Europa Cinema, il Pd di Viareggio: “A leggere le dichiarazioni della maggioranza viene da chiedersi se si stia sognando”

VIAREGGIO – “A leggere le dichiarazioni di esponenti della giunta e della maggioranza su EuropaCinema viene da chiedersi se si è svegli oppure si stia sognando. A cominciare dall’affermazione dell’assessore alla cultura, Sandra Mei, che ha detto di essere pronta a restituire il marchio di EuropaCinema a Felice Laudadio. Ma davvero si pensa di risolvere con una dichiarazione indispettita un problema tanto complesso quanto la perdita di un festival cinematografico che si è svolto a Viareggio dal lontano 1989? A parte il fatto che un’uscita del genere difetta del minimo bon ton istituzionale (considerata la gratitudine che questa città deve a Laudadio), questa amministrazione comunale sembra davvero ispirarsi sempre più spesso alla logica del dispetto e della ripicca, che certo non può condurre da nessuna parte”.

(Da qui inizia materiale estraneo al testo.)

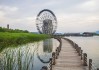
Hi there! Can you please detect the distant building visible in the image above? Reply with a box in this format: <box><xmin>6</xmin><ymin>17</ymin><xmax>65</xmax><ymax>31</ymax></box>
<box><xmin>7</xmin><ymin>24</ymin><xmax>9</xmax><ymax>29</ymax></box>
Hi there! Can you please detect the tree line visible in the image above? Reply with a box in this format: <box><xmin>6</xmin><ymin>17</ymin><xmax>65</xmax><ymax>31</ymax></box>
<box><xmin>0</xmin><ymin>27</ymin><xmax>28</xmax><ymax>33</ymax></box>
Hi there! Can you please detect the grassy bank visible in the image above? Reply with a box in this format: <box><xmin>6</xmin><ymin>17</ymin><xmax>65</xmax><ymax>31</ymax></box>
<box><xmin>0</xmin><ymin>32</ymin><xmax>50</xmax><ymax>49</ymax></box>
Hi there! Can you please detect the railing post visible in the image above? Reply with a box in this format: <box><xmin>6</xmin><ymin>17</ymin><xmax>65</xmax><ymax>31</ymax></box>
<box><xmin>97</xmin><ymin>68</ymin><xmax>99</xmax><ymax>70</ymax></box>
<box><xmin>41</xmin><ymin>66</ymin><xmax>48</xmax><ymax>70</ymax></box>
<box><xmin>50</xmin><ymin>58</ymin><xmax>52</xmax><ymax>70</ymax></box>
<box><xmin>78</xmin><ymin>47</ymin><xmax>81</xmax><ymax>56</ymax></box>
<box><xmin>52</xmin><ymin>52</ymin><xmax>56</xmax><ymax>65</ymax></box>
<box><xmin>89</xmin><ymin>59</ymin><xmax>92</xmax><ymax>70</ymax></box>
<box><xmin>56</xmin><ymin>47</ymin><xmax>59</xmax><ymax>59</ymax></box>
<box><xmin>81</xmin><ymin>50</ymin><xmax>83</xmax><ymax>60</ymax></box>
<box><xmin>83</xmin><ymin>53</ymin><xmax>87</xmax><ymax>66</ymax></box>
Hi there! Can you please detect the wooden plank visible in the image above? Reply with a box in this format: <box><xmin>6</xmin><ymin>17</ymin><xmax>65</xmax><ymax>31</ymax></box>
<box><xmin>53</xmin><ymin>39</ymin><xmax>87</xmax><ymax>70</ymax></box>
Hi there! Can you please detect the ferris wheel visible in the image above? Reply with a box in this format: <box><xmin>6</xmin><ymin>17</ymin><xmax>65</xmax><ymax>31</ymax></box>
<box><xmin>36</xmin><ymin>9</ymin><xmax>57</xmax><ymax>35</ymax></box>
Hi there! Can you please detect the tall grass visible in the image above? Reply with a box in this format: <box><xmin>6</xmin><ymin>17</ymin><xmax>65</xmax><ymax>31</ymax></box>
<box><xmin>0</xmin><ymin>32</ymin><xmax>50</xmax><ymax>50</ymax></box>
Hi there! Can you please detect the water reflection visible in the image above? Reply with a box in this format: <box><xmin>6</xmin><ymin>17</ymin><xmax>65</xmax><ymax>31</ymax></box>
<box><xmin>0</xmin><ymin>39</ymin><xmax>59</xmax><ymax>70</ymax></box>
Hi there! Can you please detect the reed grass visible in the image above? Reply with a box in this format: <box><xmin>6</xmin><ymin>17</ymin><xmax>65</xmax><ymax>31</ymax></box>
<box><xmin>0</xmin><ymin>32</ymin><xmax>50</xmax><ymax>50</ymax></box>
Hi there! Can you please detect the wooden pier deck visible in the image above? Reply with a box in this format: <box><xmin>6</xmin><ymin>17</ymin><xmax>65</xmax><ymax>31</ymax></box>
<box><xmin>52</xmin><ymin>39</ymin><xmax>87</xmax><ymax>70</ymax></box>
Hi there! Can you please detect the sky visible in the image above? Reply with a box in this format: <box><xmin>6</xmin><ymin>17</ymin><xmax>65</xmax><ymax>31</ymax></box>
<box><xmin>0</xmin><ymin>0</ymin><xmax>99</xmax><ymax>33</ymax></box>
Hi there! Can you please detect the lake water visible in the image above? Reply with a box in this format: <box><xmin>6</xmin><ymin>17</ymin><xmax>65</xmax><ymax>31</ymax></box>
<box><xmin>66</xmin><ymin>36</ymin><xmax>99</xmax><ymax>68</ymax></box>
<box><xmin>0</xmin><ymin>39</ymin><xmax>59</xmax><ymax>70</ymax></box>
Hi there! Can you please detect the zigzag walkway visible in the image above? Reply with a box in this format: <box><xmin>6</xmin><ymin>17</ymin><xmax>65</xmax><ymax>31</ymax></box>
<box><xmin>52</xmin><ymin>39</ymin><xmax>87</xmax><ymax>70</ymax></box>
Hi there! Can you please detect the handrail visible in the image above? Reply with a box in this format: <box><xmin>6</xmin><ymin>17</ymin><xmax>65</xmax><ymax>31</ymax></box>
<box><xmin>41</xmin><ymin>38</ymin><xmax>99</xmax><ymax>70</ymax></box>
<box><xmin>64</xmin><ymin>38</ymin><xmax>99</xmax><ymax>70</ymax></box>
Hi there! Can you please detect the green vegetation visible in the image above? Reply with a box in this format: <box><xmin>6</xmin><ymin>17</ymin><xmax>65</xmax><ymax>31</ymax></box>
<box><xmin>0</xmin><ymin>27</ymin><xmax>28</xmax><ymax>33</ymax></box>
<box><xmin>0</xmin><ymin>32</ymin><xmax>50</xmax><ymax>50</ymax></box>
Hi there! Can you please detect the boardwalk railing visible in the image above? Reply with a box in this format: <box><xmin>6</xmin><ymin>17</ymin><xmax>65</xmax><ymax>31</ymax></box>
<box><xmin>41</xmin><ymin>38</ymin><xmax>99</xmax><ymax>70</ymax></box>
<box><xmin>64</xmin><ymin>38</ymin><xmax>99</xmax><ymax>70</ymax></box>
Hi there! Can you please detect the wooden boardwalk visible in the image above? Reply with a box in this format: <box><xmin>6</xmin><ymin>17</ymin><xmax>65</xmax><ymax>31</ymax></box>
<box><xmin>52</xmin><ymin>39</ymin><xmax>87</xmax><ymax>70</ymax></box>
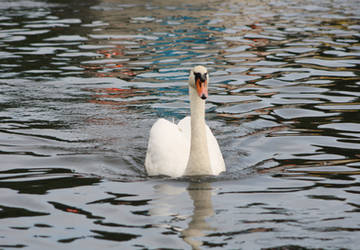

Lo scrive in una nota il gruppo Cultura del Pd di Viareggio:

“L’assenza di qualsiasi approccio costruttivo da parte della maggioranza che sostiene Del Ghingaro traspare anche dalle dichiarazioni rilasciate in commissione cultura dalle consigliere Stefania Carraresi e Gloria Puccetti. Per Carraresi, l’ultima edizione viareggina di EuropaCinema, quella del 2013, sarebbe stata “un pianto, un festival tirato via”. Secondo Puccetti avrebbe addirittura fatto “più danni della grandine”. Tali giudizi non appaiono né misurati né obiettivi. L’edizione 2013, realizzata certo in economia (meno di 150mila euro), allineò registi illustri come Ettore Scola, Sergio Castellitto, Paolo Benvenuti e Peter Greenaway. Ci furono una mostra fotografica in Passeggiata, la rassegna dei costumi dell’Armata Brancaleone, l’esposizione dei disegni di Federico Fellini a villa Paolina. La città fu coinvolta con le vetrine dedicate al cinema, feste nei locali, la sfilata di bande musicali per le strade. Quel festival fu – tra l’altro – l’occasione per coinvolgere il compianto Ettore Scola, cui venne assegnata la cittadinanza onoraria, nel Festival Pucciniano. E infatti il maestro del cinema firmò la regia di una memorabile “Bohème” allestita al Teatro Puccini nell’estate del 2014. Questa è la grandine piovuta sulla città di Viareggio. La stessa Puccetti, all’epoca vicesindaco, si dichiarò entusiasta del festival. Ora ha evidentemente cambiato opinione, ma tant’è. La logica degli attuali amministratori continua ad essere ispirata all’idea del “tanto peggio, tanto meglio”. E’ essenziale, per loro, svalutare in tutti i modi quello che c’è stato prima, pur di rintuzzare qualsiasi critica e osservazione e giustificare il loro sostanziale immobilismo.

Certe affermazioni (come pure la richiesta di dimissioni del presidente del Parco), infine, sono come macigni sulla strada del dialogo che, a parole, viene ogni tanto invocato da Del Ghingaro e dai suoi sodali”.